There are several limitations in this study. First, the data were originally based on a study focusing on urinary incontinence, resulting in the exclusion of a majority of participants who did not have vitamin supplement data. Second, because vitamin supplement use was assessed exclusively through yes/no questions, the specific dosages and administration details were not taken into account. Consequently, we could not calculate the actual intake of supplements and food sources, making it impossible to compare with dietary recommendations. Moreover, as a cross-sectional study, causation cannot be inferred, and potential biases—such as selection bias and recall bias—may impact the results. The study was conducted on pregnant women who visited hospitals, which may not fully represent the broader population of pregnant women, especially those who have limited access to healthcare or do not attend medical facilities. This limitation should be addressed, as it may affect the generalizability of the findings to the broader population of pregnant women. Additionally, the generalizability of the findings may also be limited to Korean pregnant women due to specific cultural factors that influence dietary habits and supplement use. Future research should involve a larger population and include more comprehensive assessments. Also, a case-control study design instead of cross-sectional study could be considered as a future direction for research. This design could provide more robust evidence regarding the factors influencing vitamin supplements used during pregnancy, especially when comparing women with different pregnancy outcomes. Lastly, the investigation of vitamin supplement use prior to conception was not addressed in this study. Despite these limitations, this study remains meaningful for exploring trends in supplement use throughout pregnancy among Korean pregnant women. Its multicenter design enhances generalizability, providing useful information on the optimal use of supplements by trimester and serves as a worthy foundation for future research.

In conclusion, this study highlights the distinct patterns of vitamin supplement use among pregnant women in Republic of Korea, revealing a significant overall increase in supplement intake in the later stages of pregnancy. The findings demonstrate variations in supplementation based on maternal age, BMI, and parity, emphasizing the need for individualized nutritional strategies and regular assessments by healthcare providers to ensure optimal maternal and fetal health. Despite some limitations, this study provides a valuable foundation for future research and the development of tailored recommendations to optimize prenatal nutrition and pregnancy outcomes.

The data sets used and analyzed during the current study are available from the corresponding author on a reasonable request.

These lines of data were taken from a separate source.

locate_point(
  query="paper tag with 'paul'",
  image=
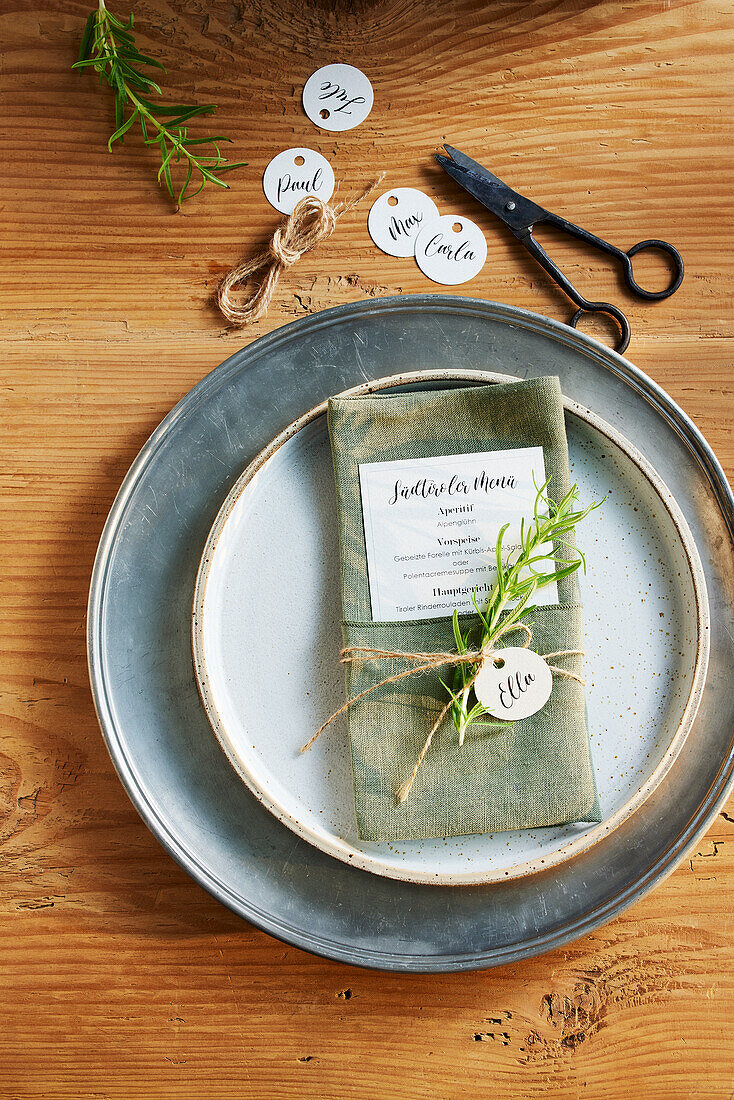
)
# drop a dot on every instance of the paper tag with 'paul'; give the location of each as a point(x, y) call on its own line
point(450, 250)
point(294, 174)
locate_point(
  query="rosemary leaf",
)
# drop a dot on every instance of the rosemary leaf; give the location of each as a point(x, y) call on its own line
point(518, 579)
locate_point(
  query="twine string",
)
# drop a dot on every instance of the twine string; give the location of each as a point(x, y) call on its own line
point(311, 221)
point(425, 662)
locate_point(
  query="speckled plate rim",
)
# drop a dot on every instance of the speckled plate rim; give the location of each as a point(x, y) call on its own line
point(340, 848)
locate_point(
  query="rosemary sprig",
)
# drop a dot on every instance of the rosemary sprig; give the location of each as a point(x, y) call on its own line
point(109, 47)
point(532, 565)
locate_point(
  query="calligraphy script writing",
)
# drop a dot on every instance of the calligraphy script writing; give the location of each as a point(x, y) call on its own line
point(438, 246)
point(339, 95)
point(426, 487)
point(514, 688)
point(403, 227)
point(286, 183)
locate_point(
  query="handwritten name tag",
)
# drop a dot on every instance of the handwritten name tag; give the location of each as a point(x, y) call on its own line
point(294, 174)
point(397, 217)
point(450, 250)
point(338, 97)
point(431, 526)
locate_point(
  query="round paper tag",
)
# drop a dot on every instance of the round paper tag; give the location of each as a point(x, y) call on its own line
point(450, 250)
point(397, 217)
point(514, 683)
point(294, 174)
point(338, 97)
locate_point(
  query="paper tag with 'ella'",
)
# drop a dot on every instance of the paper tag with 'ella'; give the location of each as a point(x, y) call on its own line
point(513, 683)
point(338, 97)
point(294, 174)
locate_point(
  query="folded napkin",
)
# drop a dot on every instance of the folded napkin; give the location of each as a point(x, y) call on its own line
point(530, 773)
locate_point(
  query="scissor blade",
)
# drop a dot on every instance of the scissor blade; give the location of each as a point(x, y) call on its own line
point(517, 212)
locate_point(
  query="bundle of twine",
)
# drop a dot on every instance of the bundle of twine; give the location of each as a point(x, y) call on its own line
point(311, 221)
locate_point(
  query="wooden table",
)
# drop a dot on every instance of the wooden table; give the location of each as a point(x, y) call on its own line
point(120, 977)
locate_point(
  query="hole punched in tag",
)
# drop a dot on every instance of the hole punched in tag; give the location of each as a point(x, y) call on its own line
point(514, 684)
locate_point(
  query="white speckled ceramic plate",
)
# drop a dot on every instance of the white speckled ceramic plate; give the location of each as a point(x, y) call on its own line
point(266, 637)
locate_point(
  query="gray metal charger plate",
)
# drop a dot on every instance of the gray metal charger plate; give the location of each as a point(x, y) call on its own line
point(142, 677)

All authors contributed significantly to the study. HJH, KCC and EHH performed the research. HJH and EHH designed the research study. HJH and KCC contributed essential reagents or tools. HJH and EHH analyzed the data. HJH wrote the paper. EHH supervised the study. All authors contributed to editorial changes in the manuscript. All authors read and approved the final manuscript. All authors have participated sufficiently in the work and agreed to be accountable for all aspects of the work.

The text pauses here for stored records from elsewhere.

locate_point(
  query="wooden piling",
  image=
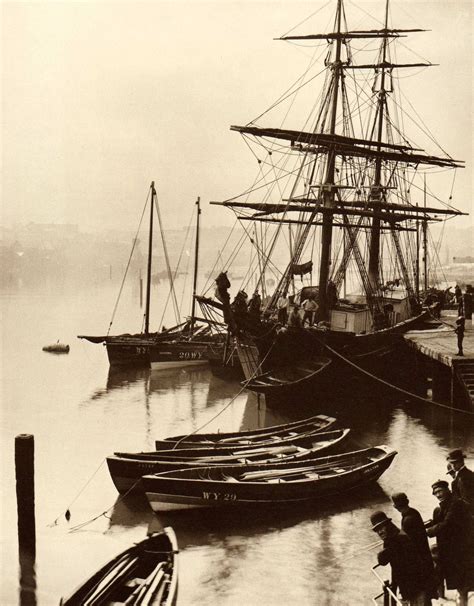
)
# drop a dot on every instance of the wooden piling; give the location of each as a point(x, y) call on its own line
point(25, 492)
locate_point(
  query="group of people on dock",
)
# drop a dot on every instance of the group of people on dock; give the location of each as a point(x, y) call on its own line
point(419, 572)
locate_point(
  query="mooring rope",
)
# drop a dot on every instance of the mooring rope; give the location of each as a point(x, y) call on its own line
point(104, 513)
point(244, 386)
point(67, 513)
point(395, 387)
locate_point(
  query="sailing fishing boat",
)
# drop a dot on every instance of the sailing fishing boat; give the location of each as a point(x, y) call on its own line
point(348, 201)
point(182, 345)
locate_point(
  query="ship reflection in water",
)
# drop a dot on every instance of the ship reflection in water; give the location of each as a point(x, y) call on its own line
point(278, 555)
point(303, 555)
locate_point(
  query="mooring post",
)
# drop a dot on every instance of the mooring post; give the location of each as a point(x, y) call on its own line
point(25, 492)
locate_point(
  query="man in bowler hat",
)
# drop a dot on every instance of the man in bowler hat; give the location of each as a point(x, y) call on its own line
point(459, 330)
point(451, 525)
point(463, 484)
point(400, 552)
point(413, 525)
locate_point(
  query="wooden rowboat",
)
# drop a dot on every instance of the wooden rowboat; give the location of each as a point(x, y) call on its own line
point(316, 423)
point(126, 470)
point(145, 574)
point(278, 484)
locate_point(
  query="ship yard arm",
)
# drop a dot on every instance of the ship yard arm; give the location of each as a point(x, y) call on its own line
point(326, 208)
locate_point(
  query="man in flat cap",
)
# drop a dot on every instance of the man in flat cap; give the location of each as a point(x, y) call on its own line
point(400, 552)
point(451, 526)
point(413, 525)
point(463, 483)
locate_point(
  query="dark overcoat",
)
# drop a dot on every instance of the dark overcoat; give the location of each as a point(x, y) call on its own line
point(451, 526)
point(463, 486)
point(407, 569)
point(413, 526)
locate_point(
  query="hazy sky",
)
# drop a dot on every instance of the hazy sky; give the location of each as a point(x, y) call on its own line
point(99, 98)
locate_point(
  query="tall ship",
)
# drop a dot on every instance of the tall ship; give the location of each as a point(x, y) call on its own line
point(345, 187)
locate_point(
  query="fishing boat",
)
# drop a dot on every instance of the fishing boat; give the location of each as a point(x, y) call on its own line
point(143, 575)
point(126, 470)
point(56, 348)
point(248, 437)
point(290, 380)
point(279, 484)
point(182, 345)
point(347, 191)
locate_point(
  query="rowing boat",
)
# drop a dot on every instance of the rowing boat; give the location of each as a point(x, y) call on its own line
point(315, 423)
point(127, 469)
point(278, 484)
point(143, 575)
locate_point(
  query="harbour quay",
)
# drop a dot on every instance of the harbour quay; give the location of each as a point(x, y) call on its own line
point(436, 370)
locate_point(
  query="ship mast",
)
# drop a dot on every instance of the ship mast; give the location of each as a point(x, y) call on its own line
point(328, 189)
point(196, 260)
point(374, 248)
point(148, 272)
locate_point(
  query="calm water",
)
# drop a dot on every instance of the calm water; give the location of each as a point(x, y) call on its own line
point(79, 413)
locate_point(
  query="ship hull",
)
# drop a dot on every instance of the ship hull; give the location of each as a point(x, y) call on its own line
point(350, 354)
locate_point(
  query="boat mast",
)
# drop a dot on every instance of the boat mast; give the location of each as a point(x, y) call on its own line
point(328, 187)
point(196, 260)
point(148, 273)
point(376, 193)
point(425, 241)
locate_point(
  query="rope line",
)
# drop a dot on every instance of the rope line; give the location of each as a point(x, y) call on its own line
point(78, 494)
point(104, 513)
point(128, 266)
point(395, 387)
point(244, 386)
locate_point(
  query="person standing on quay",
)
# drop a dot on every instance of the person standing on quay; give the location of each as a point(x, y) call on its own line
point(282, 306)
point(310, 308)
point(451, 525)
point(400, 552)
point(413, 525)
point(463, 484)
point(459, 330)
point(467, 302)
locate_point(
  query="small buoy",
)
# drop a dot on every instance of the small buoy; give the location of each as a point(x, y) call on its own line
point(57, 348)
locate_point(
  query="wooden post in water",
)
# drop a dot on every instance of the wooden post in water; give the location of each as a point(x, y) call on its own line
point(25, 492)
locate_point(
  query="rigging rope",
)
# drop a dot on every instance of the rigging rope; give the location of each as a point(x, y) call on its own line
point(128, 265)
point(244, 386)
point(395, 387)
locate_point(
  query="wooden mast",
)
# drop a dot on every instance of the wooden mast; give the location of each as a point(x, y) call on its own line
point(425, 242)
point(328, 188)
point(196, 261)
point(374, 250)
point(148, 272)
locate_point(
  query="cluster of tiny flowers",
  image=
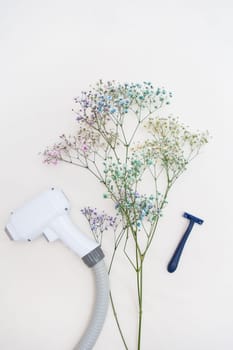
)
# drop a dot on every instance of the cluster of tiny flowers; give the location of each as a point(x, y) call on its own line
point(139, 207)
point(53, 154)
point(118, 173)
point(99, 221)
point(85, 141)
point(108, 99)
point(172, 143)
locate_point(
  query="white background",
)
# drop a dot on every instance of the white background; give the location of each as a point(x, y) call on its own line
point(50, 51)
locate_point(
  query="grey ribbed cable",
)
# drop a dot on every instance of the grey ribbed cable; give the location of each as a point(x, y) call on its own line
point(100, 309)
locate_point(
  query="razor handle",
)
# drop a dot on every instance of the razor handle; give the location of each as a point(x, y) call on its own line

The study was approved by the Institutional Review Board (IRB) of Inje University Ilsan Paik Hospital (IRB No.: 2023-04-036-001). The study was conducted in accordance with the Declaration of Helsinki. Written consent was obtained from the study participants. The privacy and confidentiality of the study participants were maintained by excluding their names from the questionnaire and keeping their data in a secure place.

This research received no external funding.

The authors declare no conflict of interest.

During the preparation of this work the authors used ChatGPT-3.5 in order to check spell and grammar. After using this tool, the authors reviewed and edited the content as needed and takes full responsibility for the content of the publication.